Possíveis infrações e termos utilizados
Outras mensagens vazadas apontam para possíveis infrações graves, conforme explicado por uma fonte consultada que detalhou o significado e o contexto de alguns termos usados nas conversas:
- "Meter flagrantão no pelo": expressão que significa forjar uma prisão em flagrante, indicando uma prática ilegal de incriminação.
- Alerta para lesionar presos: um delegado orienta que a tortura de presos só deve ocorrer a partir da segunda quinzena de março, quando o médico legista – que supostamente deixaria de constatar as lesões – retornaria das férias.
- "O celular dele tá com o B* instalado": frase que indica que os policiais tiveram acesso e manusearam o celular de um investigado, instalando um aplicativo espião para monitorar ilegalmente as mensagens.
- "A gente tá pegando uma arma e rodando ela pelos confrontos": expressão que sugere que a mesma arma está sendo 'plantada' em supostos confrontos entre a polícia e suspeitos, resultando sempre na morte do investigado.
Outros casos de abuso de autoridade na mesma delegacia
Outros casos formalizados em denúncias ao Ministério Público em 2024, envolvendo a mesma equipe da delegacia, apontam para possíveis abusos de autoridade. No dia 13 de janeiro de 2024, uma jovem denunciou que foi agredida na porta de sua casa por policiais e levada dentro da viatura até um matagal.
Durante o trajeto, quatro agentes teriam dito a ela, em tom de ameaça, que usariam o cano da arma para abusá-la. Ao chegarem ao local, um deles teria pego um pedaço de madeira, conforme o depoimento da vítima, enquanto outro a segurava no mato. Eles teriam batido em seu braço e afirmado que "ninguém iria socorrê-la".
No relato, a jovem disse que era questionada constantemente sobre o autor de um homicídio na cidade. Ela negou qualquer envolvimento com facção criminosa, mas mencionou que o irmão dela e um amigo poderiam estar envolvidos no crime. Assim que forneceu esses nomes aos policiais, eles saíram do matagal com ela e foram até a delegacia, onde familiares a aguardavam na frente da unidade. Este caso, no entanto, permanece parado e a investigação não teve andamento significativo.
Estupro na delegacia e investigações em andamento
A atenção sobre a delegacia ganhou destaque após uma detenta denunciar que foi estuprada cerca de quatro vezes por um investigador da mesma unidade, em dezembro do ano passado. Ela estava detida por suposta participação em um homicídio, mas foi solta posteriormente por falta de provas.

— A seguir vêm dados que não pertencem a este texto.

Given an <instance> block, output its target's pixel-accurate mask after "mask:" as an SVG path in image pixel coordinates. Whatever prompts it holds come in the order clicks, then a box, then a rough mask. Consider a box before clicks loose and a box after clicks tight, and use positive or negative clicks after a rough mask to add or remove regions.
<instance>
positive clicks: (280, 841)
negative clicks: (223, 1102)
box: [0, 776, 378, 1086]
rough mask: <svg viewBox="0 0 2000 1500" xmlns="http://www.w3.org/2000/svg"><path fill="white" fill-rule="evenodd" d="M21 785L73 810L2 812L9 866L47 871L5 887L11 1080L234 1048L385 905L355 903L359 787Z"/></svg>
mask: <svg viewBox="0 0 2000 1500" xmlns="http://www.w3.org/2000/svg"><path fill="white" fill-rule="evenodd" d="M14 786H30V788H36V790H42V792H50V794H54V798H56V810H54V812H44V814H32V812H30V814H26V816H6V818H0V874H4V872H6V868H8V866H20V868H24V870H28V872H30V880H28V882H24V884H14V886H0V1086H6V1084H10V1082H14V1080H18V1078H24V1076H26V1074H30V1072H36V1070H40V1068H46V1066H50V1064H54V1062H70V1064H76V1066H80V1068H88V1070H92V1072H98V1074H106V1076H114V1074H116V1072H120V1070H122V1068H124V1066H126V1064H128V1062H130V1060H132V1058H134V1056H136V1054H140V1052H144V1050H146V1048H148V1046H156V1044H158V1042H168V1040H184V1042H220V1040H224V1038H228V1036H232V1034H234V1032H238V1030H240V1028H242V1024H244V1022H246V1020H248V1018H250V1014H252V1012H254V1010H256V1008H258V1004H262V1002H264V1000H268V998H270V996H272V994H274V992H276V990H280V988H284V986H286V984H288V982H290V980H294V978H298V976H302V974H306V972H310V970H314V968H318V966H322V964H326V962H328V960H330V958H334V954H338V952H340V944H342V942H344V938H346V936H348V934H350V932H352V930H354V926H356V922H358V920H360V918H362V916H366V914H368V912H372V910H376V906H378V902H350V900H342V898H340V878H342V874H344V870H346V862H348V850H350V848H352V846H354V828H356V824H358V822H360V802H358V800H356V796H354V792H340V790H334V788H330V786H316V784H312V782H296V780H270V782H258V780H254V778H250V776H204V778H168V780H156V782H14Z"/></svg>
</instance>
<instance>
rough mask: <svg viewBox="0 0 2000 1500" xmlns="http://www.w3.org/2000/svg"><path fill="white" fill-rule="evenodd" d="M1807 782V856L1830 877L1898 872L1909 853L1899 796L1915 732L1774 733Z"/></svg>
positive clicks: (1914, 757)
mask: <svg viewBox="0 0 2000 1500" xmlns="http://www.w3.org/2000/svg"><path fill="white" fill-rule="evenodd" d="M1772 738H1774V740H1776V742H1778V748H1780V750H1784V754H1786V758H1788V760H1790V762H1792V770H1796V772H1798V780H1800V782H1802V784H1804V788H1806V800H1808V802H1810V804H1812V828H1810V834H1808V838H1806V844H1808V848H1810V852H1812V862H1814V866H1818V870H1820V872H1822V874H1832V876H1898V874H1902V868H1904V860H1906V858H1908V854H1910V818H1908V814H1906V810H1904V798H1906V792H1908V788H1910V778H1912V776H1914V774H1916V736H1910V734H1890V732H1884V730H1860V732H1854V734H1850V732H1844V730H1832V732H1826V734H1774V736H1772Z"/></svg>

Após ser liberada, a vítima relatou o caso ao seu advogado e, em seguida, procurou o Ministério Público para formalizar a denúncia. De acordo com a declaração da defesa, o investigador retirava a mulher da cela e a levava para uma sala vazia. Nas quatro ocasiões, segundo o advogado, o abusador ordenou que a vítima ficasse em silêncio, sob a ameaça de matar sua filha, que é menor de idade.
A delegada responsável pelo caso, Layssa Crisóstomo, informou que, após a denúncia, a vítima passou por exame pericial com coleta de material genético, que foi confrontado com o de todos os policiais que estavam de plantão no dia do crime. Os exames apontaram compatibilidade do material genético com o do investigador Manoel, reforçando a suspeita de violência sexual.
Ainda conforme a delegada, outras presas foram ouvidas, mas, até a publicação desta reportagem, não houve novas denúncias contra o policial. A Polícia Civil continua investigando esse caso, que expõe graves violações de direitos humanos e abusos de poder dentro da instituição.